Hey Guys,
I’m in the middle of designing a custom Mysql Query Analyzer to use on our own servers, and once/if I get it stable enough I’ll be releasing it open source also.
I have done a simple workbench mockup of the design of the script, and I would like some advice on what I should watch out for, and changes that should/could be made to make things more efficient.
Explanation:
The “queries” table is the primary table in the whole diagram, the table is primarily a “mapper” between itself and the databases, query_binds and query_templates tables, which are explained a little more further down.
Tables Explained:
-
query_templates - This table is designed to store a query in a format with placeholders that match up to binds, for ex:
SELECT * FROM table WHERE column = ‘?’ where the ? is stored seperately from the query so they can be normalised (and aggregated). -
query_binds - This table is designed to store all data for the query templates, so a query_template and a query_bind make up a query that can be ran
-
queries - This table stores the every queries execution details, also acts as the primary mapper table to fit together the query_templates, query_binds and databases tables.

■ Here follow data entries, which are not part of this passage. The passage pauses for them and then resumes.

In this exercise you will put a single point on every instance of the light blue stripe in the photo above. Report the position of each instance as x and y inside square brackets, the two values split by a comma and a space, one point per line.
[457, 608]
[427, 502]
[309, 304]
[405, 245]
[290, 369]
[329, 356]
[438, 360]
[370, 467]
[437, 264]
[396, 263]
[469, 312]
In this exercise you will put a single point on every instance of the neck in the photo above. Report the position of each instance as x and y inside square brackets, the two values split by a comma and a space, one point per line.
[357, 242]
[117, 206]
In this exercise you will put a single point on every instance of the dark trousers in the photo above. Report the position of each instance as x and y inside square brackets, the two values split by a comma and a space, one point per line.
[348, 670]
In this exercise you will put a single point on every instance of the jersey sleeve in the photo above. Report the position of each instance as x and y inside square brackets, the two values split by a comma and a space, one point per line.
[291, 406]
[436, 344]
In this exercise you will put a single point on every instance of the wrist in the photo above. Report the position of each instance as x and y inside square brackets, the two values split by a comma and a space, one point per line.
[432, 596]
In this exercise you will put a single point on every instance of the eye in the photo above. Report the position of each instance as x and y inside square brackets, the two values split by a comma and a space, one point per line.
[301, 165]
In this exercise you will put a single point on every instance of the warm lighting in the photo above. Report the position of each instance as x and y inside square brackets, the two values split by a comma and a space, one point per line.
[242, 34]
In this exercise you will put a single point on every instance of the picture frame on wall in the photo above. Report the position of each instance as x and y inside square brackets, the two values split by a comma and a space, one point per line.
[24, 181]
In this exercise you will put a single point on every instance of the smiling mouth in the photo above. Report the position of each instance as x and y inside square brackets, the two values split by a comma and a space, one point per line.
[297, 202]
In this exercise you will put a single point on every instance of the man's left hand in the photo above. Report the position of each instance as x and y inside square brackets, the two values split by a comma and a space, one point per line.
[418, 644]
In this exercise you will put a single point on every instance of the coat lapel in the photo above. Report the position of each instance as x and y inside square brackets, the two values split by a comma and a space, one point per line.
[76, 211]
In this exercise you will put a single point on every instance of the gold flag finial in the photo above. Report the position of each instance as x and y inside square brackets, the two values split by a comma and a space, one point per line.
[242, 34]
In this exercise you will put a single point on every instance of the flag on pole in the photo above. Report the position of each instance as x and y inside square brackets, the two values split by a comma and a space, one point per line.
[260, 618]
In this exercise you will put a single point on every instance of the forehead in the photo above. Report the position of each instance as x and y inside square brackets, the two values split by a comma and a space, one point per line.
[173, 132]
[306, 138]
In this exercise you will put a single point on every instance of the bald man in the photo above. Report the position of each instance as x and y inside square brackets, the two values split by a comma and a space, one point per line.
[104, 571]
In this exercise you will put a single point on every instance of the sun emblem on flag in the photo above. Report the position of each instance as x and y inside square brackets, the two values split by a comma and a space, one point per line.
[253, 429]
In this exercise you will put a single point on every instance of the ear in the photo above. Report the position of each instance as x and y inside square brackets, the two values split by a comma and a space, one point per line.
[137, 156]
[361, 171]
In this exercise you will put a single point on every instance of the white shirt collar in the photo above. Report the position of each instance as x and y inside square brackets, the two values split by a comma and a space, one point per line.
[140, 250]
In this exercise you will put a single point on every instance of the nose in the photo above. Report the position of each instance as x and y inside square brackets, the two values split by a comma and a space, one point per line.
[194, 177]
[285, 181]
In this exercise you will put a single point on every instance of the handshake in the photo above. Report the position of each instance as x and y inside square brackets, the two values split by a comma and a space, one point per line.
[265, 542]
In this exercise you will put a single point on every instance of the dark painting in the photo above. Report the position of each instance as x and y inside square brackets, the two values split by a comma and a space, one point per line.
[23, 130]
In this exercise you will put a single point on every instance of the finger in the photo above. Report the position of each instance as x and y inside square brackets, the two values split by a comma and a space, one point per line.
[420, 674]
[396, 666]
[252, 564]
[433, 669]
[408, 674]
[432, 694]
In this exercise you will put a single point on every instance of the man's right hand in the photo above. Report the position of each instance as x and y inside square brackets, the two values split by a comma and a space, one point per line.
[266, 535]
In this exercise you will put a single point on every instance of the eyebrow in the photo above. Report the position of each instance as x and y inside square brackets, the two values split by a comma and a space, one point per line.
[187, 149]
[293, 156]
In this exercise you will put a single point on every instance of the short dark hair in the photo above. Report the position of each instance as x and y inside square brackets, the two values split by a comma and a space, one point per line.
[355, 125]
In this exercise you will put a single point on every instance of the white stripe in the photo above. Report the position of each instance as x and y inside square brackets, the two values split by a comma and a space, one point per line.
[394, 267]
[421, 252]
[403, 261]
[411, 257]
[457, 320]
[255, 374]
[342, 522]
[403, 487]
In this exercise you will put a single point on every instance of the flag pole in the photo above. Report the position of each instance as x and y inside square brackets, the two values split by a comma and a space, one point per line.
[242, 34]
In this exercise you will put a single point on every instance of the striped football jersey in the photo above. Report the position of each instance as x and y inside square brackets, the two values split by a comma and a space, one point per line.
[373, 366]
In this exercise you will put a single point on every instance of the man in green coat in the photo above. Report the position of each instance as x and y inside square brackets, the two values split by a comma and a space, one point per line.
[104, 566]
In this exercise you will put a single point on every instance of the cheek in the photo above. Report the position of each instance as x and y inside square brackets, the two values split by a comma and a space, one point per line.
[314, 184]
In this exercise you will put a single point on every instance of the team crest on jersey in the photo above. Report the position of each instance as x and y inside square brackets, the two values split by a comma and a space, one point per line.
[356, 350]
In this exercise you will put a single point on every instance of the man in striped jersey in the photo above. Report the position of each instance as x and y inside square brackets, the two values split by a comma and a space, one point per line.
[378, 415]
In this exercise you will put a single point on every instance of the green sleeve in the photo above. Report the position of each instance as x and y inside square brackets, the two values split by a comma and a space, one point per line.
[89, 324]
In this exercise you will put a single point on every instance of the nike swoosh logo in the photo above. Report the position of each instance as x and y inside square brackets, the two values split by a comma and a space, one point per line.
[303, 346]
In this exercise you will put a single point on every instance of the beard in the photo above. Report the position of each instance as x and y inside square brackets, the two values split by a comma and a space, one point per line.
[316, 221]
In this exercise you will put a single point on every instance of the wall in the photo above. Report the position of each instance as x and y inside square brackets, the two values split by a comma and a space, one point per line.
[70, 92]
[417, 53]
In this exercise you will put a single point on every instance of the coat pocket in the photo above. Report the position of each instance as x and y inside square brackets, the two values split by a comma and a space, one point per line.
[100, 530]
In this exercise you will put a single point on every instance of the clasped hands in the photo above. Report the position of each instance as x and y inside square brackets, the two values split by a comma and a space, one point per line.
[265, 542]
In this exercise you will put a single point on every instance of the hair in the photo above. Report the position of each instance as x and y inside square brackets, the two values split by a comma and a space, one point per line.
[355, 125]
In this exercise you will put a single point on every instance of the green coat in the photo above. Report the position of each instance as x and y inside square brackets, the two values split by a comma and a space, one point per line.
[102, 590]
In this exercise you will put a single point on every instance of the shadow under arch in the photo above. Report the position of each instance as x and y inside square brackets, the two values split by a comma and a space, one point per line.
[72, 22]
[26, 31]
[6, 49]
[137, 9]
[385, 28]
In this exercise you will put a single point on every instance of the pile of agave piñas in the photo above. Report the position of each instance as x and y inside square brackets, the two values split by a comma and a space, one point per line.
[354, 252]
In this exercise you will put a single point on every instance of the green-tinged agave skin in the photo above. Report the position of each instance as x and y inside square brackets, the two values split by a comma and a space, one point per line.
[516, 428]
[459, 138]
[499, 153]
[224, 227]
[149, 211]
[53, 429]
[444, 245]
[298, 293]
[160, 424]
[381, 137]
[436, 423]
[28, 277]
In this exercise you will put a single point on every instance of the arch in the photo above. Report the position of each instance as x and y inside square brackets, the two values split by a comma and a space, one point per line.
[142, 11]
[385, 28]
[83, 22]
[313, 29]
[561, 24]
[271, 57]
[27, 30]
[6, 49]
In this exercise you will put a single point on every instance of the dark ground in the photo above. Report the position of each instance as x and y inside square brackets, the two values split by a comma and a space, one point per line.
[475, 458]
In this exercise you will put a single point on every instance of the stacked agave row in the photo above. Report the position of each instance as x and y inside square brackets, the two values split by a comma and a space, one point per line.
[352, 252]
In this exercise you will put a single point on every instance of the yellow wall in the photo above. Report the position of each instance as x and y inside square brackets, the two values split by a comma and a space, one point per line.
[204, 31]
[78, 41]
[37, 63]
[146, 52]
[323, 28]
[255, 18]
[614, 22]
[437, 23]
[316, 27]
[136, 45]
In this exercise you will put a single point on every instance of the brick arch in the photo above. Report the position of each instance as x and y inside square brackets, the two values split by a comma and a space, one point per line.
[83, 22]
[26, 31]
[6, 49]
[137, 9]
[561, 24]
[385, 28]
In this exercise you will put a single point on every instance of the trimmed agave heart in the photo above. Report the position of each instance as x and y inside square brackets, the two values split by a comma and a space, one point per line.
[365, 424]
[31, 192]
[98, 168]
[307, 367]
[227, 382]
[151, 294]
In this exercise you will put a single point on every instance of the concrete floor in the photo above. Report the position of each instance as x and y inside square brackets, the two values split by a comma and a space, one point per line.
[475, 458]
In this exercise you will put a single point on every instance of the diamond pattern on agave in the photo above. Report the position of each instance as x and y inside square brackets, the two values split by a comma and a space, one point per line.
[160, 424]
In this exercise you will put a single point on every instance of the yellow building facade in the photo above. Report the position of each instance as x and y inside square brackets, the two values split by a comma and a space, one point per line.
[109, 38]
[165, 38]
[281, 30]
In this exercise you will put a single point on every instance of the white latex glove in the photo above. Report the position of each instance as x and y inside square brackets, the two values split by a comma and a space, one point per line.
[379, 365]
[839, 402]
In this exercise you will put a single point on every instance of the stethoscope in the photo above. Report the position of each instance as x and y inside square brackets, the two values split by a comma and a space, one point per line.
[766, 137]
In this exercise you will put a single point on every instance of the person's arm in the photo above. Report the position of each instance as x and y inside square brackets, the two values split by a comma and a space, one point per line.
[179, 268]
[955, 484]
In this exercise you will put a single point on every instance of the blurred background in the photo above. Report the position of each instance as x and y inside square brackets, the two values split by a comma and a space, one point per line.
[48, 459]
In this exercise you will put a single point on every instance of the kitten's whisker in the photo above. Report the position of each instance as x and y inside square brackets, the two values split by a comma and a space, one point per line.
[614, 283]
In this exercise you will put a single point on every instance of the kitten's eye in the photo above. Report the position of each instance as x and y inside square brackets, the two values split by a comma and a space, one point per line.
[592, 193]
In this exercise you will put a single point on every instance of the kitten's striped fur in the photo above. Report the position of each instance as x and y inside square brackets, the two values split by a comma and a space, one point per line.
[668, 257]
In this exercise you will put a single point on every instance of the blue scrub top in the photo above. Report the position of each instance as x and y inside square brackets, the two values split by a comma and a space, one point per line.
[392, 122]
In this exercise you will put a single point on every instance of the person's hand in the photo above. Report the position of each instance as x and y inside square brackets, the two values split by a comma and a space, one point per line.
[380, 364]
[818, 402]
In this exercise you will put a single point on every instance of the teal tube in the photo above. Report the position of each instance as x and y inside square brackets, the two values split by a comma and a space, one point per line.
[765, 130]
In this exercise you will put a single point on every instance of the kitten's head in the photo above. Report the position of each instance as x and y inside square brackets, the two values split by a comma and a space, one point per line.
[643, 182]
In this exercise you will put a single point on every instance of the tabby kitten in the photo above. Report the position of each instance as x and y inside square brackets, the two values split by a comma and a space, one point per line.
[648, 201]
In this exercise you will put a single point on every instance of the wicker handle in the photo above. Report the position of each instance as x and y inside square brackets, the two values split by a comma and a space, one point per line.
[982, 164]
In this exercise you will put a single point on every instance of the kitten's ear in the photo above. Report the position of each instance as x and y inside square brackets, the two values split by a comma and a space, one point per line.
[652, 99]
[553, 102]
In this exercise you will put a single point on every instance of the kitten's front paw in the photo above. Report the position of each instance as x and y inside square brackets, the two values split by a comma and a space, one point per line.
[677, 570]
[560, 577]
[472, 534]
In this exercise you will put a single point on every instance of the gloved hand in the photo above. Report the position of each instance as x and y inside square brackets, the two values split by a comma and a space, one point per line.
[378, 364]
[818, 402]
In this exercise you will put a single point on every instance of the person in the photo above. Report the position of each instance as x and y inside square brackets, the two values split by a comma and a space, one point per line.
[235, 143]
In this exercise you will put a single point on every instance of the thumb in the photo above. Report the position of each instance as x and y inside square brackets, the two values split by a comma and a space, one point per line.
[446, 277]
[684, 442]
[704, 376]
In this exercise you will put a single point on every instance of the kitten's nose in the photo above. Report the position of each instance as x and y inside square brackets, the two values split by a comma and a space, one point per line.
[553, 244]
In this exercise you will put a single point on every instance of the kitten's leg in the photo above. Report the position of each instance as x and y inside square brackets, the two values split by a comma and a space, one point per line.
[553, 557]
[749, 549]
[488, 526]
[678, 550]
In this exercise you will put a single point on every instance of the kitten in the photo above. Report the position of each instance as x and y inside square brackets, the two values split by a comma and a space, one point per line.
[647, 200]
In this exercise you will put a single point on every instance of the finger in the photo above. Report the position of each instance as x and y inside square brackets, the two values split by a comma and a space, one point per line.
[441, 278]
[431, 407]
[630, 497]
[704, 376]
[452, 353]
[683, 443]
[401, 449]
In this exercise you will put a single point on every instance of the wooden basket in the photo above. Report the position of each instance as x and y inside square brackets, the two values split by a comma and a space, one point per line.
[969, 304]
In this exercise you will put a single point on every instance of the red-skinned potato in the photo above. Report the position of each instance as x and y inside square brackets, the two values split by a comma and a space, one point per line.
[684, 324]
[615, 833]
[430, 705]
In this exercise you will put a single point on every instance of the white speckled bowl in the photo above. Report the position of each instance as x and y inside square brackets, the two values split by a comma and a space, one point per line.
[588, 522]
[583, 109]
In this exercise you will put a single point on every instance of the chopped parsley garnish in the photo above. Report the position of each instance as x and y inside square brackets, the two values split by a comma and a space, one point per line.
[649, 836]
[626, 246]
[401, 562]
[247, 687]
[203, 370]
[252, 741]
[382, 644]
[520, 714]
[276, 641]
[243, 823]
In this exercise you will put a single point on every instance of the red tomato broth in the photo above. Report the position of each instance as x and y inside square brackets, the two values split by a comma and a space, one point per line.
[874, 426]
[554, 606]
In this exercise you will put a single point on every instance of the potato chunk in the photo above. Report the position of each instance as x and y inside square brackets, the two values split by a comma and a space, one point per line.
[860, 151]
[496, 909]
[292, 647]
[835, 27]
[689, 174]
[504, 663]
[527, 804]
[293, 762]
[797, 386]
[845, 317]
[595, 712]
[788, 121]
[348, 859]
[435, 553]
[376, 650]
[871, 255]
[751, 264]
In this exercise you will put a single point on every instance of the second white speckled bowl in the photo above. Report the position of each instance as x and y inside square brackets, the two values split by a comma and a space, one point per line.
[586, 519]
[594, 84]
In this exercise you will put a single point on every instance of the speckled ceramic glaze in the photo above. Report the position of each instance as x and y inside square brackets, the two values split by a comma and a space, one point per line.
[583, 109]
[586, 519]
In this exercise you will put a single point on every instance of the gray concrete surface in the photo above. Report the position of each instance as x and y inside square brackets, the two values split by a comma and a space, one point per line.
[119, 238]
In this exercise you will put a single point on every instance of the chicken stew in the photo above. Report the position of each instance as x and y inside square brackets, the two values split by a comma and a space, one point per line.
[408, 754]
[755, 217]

The rest of the tables should be fairly self explanitory.
The Problem:
As you probably already know the general query log (our initial source of query data) fills up amazingly quickly, and we will quickly have hundreds of millions of records in our queries table. My concern is, MySQL will be unable to handle this with the way I have designed the tables. I however do not know how to design this any better than the normalised state you see it in.
A example query (off the top of my head) may look like:
SELECT sum(q.exec_time) as total_exec_time, sum(q.num_rows) as total_num_rows, sum(q.exec_time) / count(q.exec_time) as avg_exec_time, sum(q.num_rows) / count (q.num_rows) as avg_num_rows, qtemp.query, qtype.name as query_type, databases.name, MAX(q.timestamp) as latest_run, MIN(q.timestamp) as first_runFROM queries as qLEFT JOIN query_templates as qtemp ON q.query_template_id = qtemp.idLEFT JOIN query_type as qtype ON qtemp.query_type_id = qtype.idLEFT JOIN databases as dbs ON dbs.id = q.database_idWHERE dbs.name LIKE ‘%example%’ AND qtype.name LIKE '%example2%'GROUP BY q.query_template_idORDER BY q.timestamp DESC
As you can see, it is important that the databases are all called within the same statement as WHERE and ORDER BY statements will be used as per the users request on multiple different bits of information.
Any constructive feedback is welcome, this is only on the drawing board at the moment and I won’t be starting development until another project has been completed, so I have plenty of time to alter things whereever neccesary. I’m guessing partitions, or seperate tables would be a good solution, but I wouldn’t know where to start.
Also, if anyone from Percona reads this, I’ve bought your book a while back but haven’t had a chance to get to reading it yet, if this sort of thing is covered in it would you be able to point me to a relevant location?